Summary: | 碩士 === 國立中山大學 === 海洋地質及化學研究所 === 87 === As a result of preliminary study on the distribution of salinity, temperature and d18O in the East China Sea (ECS) water between China Coastal Current and Kuroshio in four seasons (December, 1997, and March, July, November, 1998), the water in the ECS may be considered as a mixture which results from a two end-member mixing between the saline (S>34) and isotopically heavier (d18O> 0.3 per mil) Kuroshio Surface Water and the fresher (S<33) and lighter (d18O< 0 per mil) Changjiang Dilute Water (CDW).
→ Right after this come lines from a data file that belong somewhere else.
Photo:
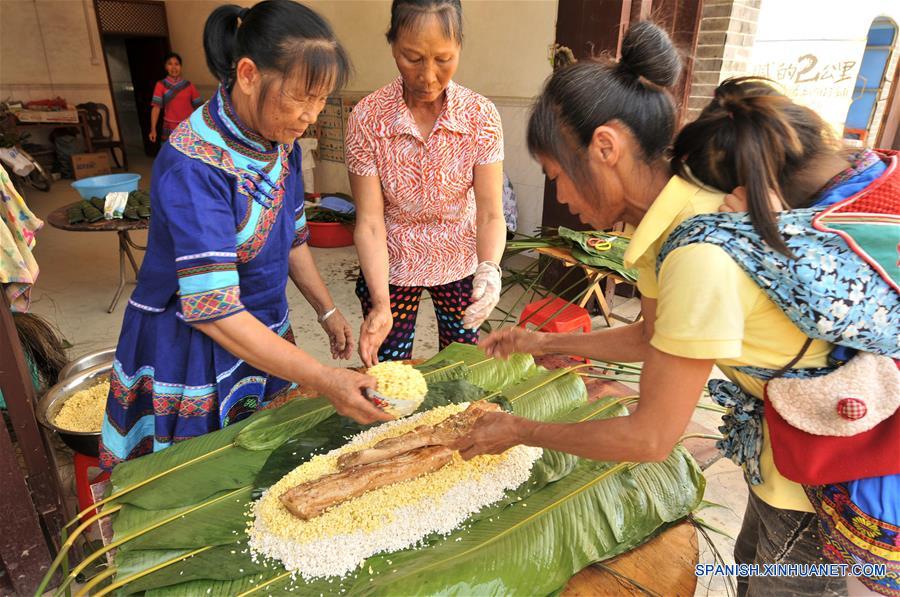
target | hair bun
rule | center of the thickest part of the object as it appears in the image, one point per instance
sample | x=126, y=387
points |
x=648, y=52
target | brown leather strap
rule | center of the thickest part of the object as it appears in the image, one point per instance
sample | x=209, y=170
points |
x=794, y=361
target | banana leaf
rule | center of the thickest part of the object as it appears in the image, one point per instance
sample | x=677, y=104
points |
x=483, y=371
x=213, y=531
x=547, y=394
x=333, y=433
x=597, y=511
x=218, y=522
x=560, y=392
x=224, y=451
x=612, y=258
x=229, y=562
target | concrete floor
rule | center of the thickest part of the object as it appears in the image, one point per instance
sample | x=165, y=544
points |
x=79, y=274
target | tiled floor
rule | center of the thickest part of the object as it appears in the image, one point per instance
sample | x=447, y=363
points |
x=79, y=273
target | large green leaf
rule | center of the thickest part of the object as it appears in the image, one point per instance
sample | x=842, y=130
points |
x=435, y=371
x=215, y=521
x=334, y=431
x=225, y=471
x=292, y=418
x=207, y=588
x=597, y=511
x=230, y=563
x=483, y=371
x=546, y=395
x=220, y=563
x=196, y=469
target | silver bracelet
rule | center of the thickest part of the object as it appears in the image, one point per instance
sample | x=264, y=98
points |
x=327, y=314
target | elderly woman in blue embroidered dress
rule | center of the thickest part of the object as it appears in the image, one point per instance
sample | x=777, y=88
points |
x=206, y=339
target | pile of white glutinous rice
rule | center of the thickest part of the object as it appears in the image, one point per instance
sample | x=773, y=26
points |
x=386, y=519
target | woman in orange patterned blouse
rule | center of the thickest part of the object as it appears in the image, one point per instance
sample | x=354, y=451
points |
x=425, y=157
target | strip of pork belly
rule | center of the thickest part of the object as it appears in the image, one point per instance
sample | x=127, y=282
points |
x=442, y=434
x=312, y=498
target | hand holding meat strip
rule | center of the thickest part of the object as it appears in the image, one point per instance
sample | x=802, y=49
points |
x=442, y=434
x=311, y=499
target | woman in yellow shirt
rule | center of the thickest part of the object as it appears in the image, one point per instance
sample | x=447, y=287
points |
x=601, y=131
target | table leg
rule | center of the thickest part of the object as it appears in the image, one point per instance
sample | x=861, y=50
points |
x=123, y=250
x=125, y=243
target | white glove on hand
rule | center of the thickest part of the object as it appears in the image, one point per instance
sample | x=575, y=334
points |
x=485, y=294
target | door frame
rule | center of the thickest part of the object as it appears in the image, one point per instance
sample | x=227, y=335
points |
x=125, y=34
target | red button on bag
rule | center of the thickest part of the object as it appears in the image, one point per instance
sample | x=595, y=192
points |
x=852, y=409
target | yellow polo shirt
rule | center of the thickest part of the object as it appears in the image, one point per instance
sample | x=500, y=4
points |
x=708, y=308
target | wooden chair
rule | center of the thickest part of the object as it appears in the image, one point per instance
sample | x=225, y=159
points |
x=101, y=133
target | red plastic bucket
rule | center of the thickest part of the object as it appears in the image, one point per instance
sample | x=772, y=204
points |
x=328, y=235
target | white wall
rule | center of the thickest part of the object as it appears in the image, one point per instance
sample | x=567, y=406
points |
x=51, y=48
x=504, y=57
x=814, y=48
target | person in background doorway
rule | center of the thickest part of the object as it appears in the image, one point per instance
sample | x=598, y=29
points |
x=174, y=97
x=206, y=339
x=425, y=157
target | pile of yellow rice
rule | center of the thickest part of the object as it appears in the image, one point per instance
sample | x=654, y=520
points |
x=83, y=411
x=386, y=519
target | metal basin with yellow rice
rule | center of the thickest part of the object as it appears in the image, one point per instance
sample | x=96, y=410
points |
x=50, y=405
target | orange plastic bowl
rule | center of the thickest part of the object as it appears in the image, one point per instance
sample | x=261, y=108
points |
x=328, y=235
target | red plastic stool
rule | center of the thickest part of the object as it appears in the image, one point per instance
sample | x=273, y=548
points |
x=83, y=480
x=564, y=318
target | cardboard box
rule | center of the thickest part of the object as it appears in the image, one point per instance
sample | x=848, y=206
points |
x=90, y=164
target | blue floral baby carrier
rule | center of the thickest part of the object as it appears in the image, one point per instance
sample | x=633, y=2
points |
x=836, y=430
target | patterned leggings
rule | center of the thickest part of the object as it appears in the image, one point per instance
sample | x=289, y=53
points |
x=450, y=302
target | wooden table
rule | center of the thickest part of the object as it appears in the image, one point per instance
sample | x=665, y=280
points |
x=82, y=124
x=595, y=276
x=665, y=564
x=59, y=219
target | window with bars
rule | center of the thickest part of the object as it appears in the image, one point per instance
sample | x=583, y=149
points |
x=132, y=17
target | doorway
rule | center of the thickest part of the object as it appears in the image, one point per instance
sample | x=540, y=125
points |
x=135, y=39
x=135, y=65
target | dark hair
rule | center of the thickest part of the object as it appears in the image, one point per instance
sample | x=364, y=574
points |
x=753, y=136
x=583, y=96
x=406, y=13
x=280, y=36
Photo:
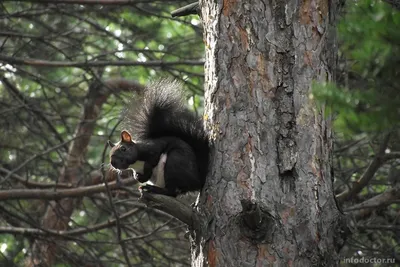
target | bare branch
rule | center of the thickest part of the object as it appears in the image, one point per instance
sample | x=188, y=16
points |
x=368, y=174
x=170, y=205
x=60, y=194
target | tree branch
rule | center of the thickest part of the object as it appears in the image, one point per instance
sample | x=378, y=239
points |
x=45, y=63
x=368, y=174
x=84, y=2
x=171, y=206
x=63, y=193
x=384, y=199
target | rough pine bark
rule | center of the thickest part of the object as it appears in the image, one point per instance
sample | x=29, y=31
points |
x=269, y=198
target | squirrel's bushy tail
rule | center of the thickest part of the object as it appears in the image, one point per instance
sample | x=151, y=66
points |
x=161, y=112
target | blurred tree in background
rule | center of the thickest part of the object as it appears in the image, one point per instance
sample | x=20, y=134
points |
x=66, y=72
x=365, y=105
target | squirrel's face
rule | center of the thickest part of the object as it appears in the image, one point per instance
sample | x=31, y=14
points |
x=124, y=153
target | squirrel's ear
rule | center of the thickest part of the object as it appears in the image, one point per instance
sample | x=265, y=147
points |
x=110, y=143
x=126, y=136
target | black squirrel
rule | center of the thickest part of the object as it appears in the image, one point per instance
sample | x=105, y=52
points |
x=170, y=141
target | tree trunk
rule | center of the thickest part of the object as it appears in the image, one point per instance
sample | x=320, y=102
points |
x=269, y=197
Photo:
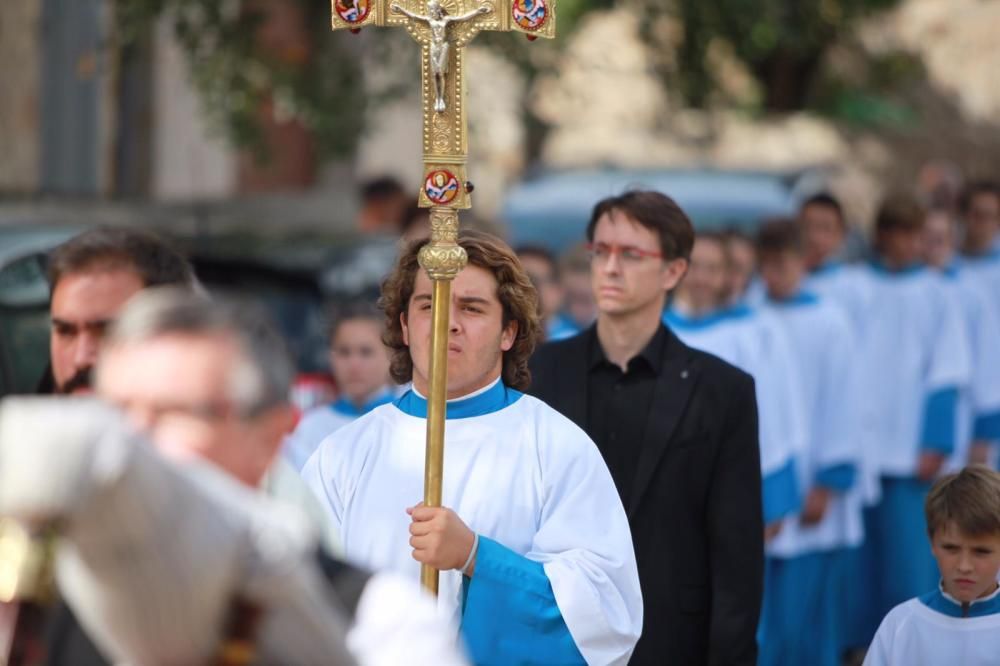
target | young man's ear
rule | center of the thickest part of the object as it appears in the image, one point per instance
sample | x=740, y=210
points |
x=673, y=272
x=508, y=335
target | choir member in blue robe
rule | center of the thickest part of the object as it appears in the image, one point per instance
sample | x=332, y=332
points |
x=958, y=621
x=754, y=342
x=914, y=363
x=803, y=617
x=979, y=406
x=360, y=365
x=824, y=230
x=532, y=541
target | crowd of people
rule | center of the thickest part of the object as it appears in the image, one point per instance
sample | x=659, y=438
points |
x=667, y=446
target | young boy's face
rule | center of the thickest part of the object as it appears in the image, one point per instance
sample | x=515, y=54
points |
x=782, y=273
x=968, y=565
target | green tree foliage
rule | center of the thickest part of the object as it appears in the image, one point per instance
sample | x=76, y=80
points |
x=238, y=74
x=781, y=42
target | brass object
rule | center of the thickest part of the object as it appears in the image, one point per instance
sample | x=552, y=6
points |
x=26, y=563
x=443, y=28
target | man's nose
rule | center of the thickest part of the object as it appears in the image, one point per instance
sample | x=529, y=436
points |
x=87, y=346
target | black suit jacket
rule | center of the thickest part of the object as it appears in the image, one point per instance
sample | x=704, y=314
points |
x=694, y=506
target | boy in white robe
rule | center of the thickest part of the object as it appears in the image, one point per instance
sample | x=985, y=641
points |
x=360, y=366
x=824, y=231
x=959, y=621
x=754, y=342
x=914, y=364
x=802, y=620
x=979, y=405
x=980, y=211
x=532, y=541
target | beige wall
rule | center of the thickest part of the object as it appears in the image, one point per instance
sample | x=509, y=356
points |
x=20, y=118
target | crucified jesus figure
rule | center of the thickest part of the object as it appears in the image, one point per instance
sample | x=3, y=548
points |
x=438, y=21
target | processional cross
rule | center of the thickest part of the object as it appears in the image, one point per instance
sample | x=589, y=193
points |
x=443, y=31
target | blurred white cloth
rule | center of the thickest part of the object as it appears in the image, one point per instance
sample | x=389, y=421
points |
x=153, y=554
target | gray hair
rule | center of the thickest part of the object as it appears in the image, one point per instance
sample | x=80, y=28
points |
x=263, y=377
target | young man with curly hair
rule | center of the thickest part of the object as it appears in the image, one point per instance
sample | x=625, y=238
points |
x=532, y=540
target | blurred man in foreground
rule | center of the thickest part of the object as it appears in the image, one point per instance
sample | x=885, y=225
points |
x=221, y=395
x=91, y=276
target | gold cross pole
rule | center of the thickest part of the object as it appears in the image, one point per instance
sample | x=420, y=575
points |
x=443, y=28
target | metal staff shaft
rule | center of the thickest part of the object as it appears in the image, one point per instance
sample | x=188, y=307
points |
x=434, y=460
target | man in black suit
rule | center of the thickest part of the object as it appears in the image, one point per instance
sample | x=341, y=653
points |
x=678, y=430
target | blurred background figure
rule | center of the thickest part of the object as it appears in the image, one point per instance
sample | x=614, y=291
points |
x=741, y=256
x=979, y=406
x=578, y=296
x=416, y=224
x=221, y=395
x=802, y=618
x=360, y=365
x=541, y=266
x=91, y=277
x=384, y=202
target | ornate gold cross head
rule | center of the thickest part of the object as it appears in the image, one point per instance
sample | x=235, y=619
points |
x=443, y=28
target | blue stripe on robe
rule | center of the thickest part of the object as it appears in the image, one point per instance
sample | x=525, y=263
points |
x=780, y=493
x=987, y=427
x=510, y=614
x=837, y=477
x=936, y=601
x=939, y=421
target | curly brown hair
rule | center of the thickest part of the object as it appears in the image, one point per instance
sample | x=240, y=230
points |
x=514, y=290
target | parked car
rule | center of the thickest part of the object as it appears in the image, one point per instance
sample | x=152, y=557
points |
x=552, y=208
x=299, y=278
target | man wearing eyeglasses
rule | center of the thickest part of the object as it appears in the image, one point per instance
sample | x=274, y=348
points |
x=678, y=430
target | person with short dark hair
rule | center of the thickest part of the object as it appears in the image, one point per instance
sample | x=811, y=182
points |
x=91, y=276
x=980, y=212
x=678, y=430
x=531, y=540
x=802, y=619
x=958, y=622
x=384, y=202
x=543, y=269
x=221, y=394
x=824, y=233
x=913, y=363
x=360, y=366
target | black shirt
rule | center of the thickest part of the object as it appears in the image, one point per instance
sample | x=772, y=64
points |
x=618, y=405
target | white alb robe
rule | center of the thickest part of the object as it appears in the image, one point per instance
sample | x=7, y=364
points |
x=517, y=473
x=931, y=631
x=822, y=344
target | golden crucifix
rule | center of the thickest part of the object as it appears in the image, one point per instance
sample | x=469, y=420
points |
x=443, y=28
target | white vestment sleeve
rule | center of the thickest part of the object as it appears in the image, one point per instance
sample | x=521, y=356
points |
x=585, y=545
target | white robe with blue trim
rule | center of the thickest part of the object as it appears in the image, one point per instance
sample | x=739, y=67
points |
x=914, y=349
x=755, y=342
x=931, y=631
x=822, y=344
x=524, y=478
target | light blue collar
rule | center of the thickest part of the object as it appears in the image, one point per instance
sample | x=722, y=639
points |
x=879, y=266
x=348, y=408
x=491, y=399
x=944, y=603
x=675, y=319
x=801, y=298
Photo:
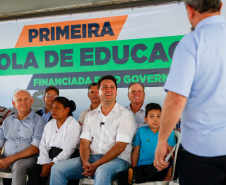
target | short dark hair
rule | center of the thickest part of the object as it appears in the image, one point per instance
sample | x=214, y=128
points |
x=91, y=85
x=152, y=106
x=106, y=77
x=52, y=88
x=202, y=6
x=135, y=83
x=66, y=103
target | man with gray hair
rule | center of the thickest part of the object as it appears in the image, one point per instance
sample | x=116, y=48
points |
x=196, y=87
x=136, y=96
x=20, y=134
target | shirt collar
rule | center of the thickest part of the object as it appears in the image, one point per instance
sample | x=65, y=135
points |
x=115, y=108
x=30, y=116
x=210, y=20
x=142, y=107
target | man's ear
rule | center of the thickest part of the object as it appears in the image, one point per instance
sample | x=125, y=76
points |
x=191, y=11
x=13, y=102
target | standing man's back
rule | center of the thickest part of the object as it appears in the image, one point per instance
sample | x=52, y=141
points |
x=203, y=82
x=196, y=87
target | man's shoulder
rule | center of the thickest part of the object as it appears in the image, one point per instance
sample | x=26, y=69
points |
x=85, y=111
x=39, y=112
x=39, y=118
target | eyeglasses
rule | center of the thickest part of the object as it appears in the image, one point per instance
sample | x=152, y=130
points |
x=51, y=96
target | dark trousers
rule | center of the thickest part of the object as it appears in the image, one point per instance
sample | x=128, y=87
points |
x=198, y=170
x=35, y=178
x=142, y=173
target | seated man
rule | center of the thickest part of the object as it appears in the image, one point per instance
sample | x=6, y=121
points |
x=105, y=148
x=95, y=101
x=4, y=112
x=51, y=93
x=21, y=134
x=136, y=96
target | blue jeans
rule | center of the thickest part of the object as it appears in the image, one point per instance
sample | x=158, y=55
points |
x=72, y=169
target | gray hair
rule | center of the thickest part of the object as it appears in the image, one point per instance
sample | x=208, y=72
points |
x=18, y=91
x=202, y=6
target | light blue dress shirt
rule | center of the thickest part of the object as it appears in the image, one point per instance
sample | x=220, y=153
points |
x=198, y=72
x=18, y=135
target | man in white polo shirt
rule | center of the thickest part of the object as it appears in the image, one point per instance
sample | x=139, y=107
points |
x=136, y=96
x=106, y=138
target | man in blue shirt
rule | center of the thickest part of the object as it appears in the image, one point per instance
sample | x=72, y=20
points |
x=136, y=96
x=196, y=87
x=20, y=135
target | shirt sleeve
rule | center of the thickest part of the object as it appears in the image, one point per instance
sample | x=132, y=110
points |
x=2, y=137
x=137, y=141
x=38, y=130
x=70, y=141
x=86, y=132
x=171, y=139
x=182, y=71
x=126, y=128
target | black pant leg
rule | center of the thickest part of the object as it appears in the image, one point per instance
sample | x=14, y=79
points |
x=123, y=178
x=35, y=178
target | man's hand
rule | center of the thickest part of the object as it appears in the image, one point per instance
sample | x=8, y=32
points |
x=160, y=153
x=87, y=172
x=46, y=168
x=6, y=162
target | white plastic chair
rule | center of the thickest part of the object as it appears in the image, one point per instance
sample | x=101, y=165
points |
x=178, y=136
x=8, y=175
x=86, y=181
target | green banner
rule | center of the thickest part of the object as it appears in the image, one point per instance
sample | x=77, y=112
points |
x=148, y=53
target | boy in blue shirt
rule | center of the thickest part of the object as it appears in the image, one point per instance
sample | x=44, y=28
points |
x=145, y=143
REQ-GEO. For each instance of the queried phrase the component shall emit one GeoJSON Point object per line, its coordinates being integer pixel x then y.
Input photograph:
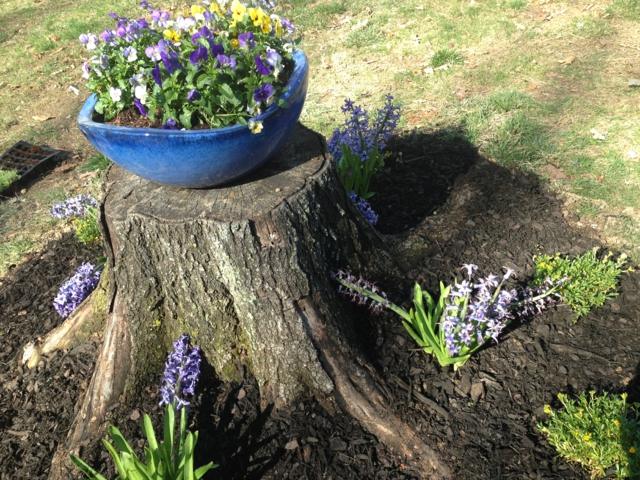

The ECS water becomes isotopically more heavier as seaward, so that the ECS could be regarded as an extended estuary of the Changjiang. The CDW appeared as two plumes: one extending eastward into the ECS north of 31oN off the mouth of Changjiang, and the other hugging the coast south of 30 N. The intruding Kuroshio Surface Water formed a wedge between these two plumes.
The values of d18O in the surface waters in ECS were strongly and linearly correlated with salinity in each season, both of d18O and salinity are generally conservative tracers of seawater. However, there were small inter-seasonal variations in these linear relationships mostly as a result of the changes in the composition of CDW while the composition of Kuroshio Surface Water remained essentially the same. In the T-S and the d18O-S diagrams at a deep station in the Okinawa Trough, similar features could be found so that d18O may be used as a tracer for distinguishing the Kuroshio Surface Water from the upwelling Kuroshio Subsurface Water in the ECS.
The box model calculation indicates that about 1.5x10^4 km^3/y of the Kuroshio Surface Water and a similar volume of the upwelling Kuroshio Subsurface Water were imported into the ECS when 3.1x10^4 km^3/y of the ECS Water was exported to the Kuroshio and the Japan Sea. Of the exported water, about 40 % enters the Japan Sea while the remaining 60 % comes back to the Kuroshio. The year-round upwelling center at the shelf edge northeast of Taiwan supplys for 40 % of the upwelling water. Thus, there may be other upwelling along the shelf edge of the ECS. During exchange between the Kuroshio and the ECS, there was a net water loss of 1.2x10^4 km^3/y from the Kuroshio.